Fait étonnant, la spécialisation portuaire et maritime du groupe a été le fruit d’une sorte de hasard. Initialement fondée par le patriarche Rizkallah Sahyoun, père de Roger, SOMAGEC était à mille lieues de ce qui deviendrait sa vocation première.

De la Palestine à Casablanca

Tout commence en effet lorsque la famille Sahyoun s’installe à Casablanca dans les années 1920. Le père de Roger n’a alors que six mois. C’est lui qui, en 1967, fonde la Société maghrébine de génie civil (SOMAGEC). Rizkallah Riad Sahyoun, Palestinien d’obédience chrétienne, est un visionnaire doublé d’un travailleur infatigable. Ce dernier confiait en 2010 à la journaliste Christelle Marot n’avoir “jamais pris un jour de congé en vingt ans”. Chef de tribu, il associe les membres de sa famille à la gestion de l’entreprise qu’il jure “ne jamais introduire en Bourse”.

Le business se porte plutôt bien les premières années, mais il changera de dimension lorsque le fils de Rizkallah, Roger, revient de France en 1972. Ingénieur, diplômé de l’École spéciale des travaux publics, Roger Sahyoun opère un virage stratégique, concentrant les activités de l’entreprise familiale sur les grandes infrastructures portuaires et maritimes. À l’époque, le Maroc dépend des compagnies étrangères pour se doter des infrastructures de bases.

La récente annonce royale de la création d’un pôle économique afro-centré le long du littoral atlantique laisse entrevoir des opportunités de deals lucratifs pour SOMAGEC.

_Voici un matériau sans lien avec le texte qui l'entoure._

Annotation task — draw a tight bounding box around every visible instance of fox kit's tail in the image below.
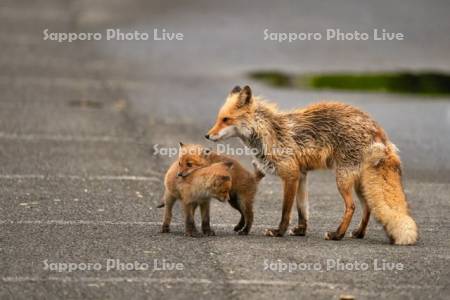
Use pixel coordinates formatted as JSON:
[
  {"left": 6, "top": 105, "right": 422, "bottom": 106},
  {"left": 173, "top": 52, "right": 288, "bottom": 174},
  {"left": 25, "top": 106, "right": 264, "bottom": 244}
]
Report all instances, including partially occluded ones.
[
  {"left": 252, "top": 160, "right": 266, "bottom": 182},
  {"left": 361, "top": 143, "right": 418, "bottom": 245}
]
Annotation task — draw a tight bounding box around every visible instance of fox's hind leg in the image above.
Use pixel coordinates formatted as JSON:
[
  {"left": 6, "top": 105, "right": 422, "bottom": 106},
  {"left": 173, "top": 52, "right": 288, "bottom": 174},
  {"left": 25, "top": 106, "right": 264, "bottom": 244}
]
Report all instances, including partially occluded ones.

Avec la montée en puissance de SOMAGEC, le royaume peut désormais compter sur un acteur national de génie civil capable de faire le job. Roger Sahyoun travaille sur ses premiers marchés publics, mais c’est en décrochant l’aménagement des quais du port de Casablanca que le business décolle. S’en suivra une séquence faste où l’entreprise enquillera des marchés de plus en plus importants et se positionnera de facto au cœur des enjeux de développement du pays.

L’entreprise, qui plus est, parvient à fédérer un personnel polyvalent et immédiatement opérationnel. Ingénieurs, techniciens, ouvriers, marins, plongeurs professionnels… selon la nature du chantier, SOMAGEC mobilise une force de frappe humaine multidisciplinaire, ce qui lui permet de livrer des projets clefs en main, d’opérer sur plusieurs chantiers en même temps et de peaufiner une track record déjà bien fournie.

Liste non exhaustive de ses réalisations les plus notables : Tanger Med 1 et 2, les Marinas de Tanger, Casablanca, Agadir et Saidia ; le port de croisière de Tanger ville, le chantier naval de Casablanca, le port militaire de K’sar Sghir, l’aménagement de la lagune de Marchica ainsi que tous les émissaires en mer du Maroc.

L’ambition jamais tarie de Sahyoun et sa diversification, au-delà du maritime, dans la construction de routes, de parcs éoliens, de ponts, de travaux de génie civil, industriel, sanitaire et électromécanique, lui ont valu un Wissam remis des mains du roi en 1999.

Contraintes africaines

Ayant acquis une expertise solide dans les chantiers complexes, la SOMAGEC se positionne de plus en plus fortement au-delà des frontières marocaines. En témoigne, petit exemple, la construction du terminal de stockage du parc industriel de Damerjog, à Djibouti. Le groupe est même actif au Paraguay où il dispose d’une filiale. Mais la SOMAGEC doit composer avec un environnement concurrentiel féroce, surtout en Afrique, où les Léviathans du BTP chinois et européens cumulent les avantages comparatifs.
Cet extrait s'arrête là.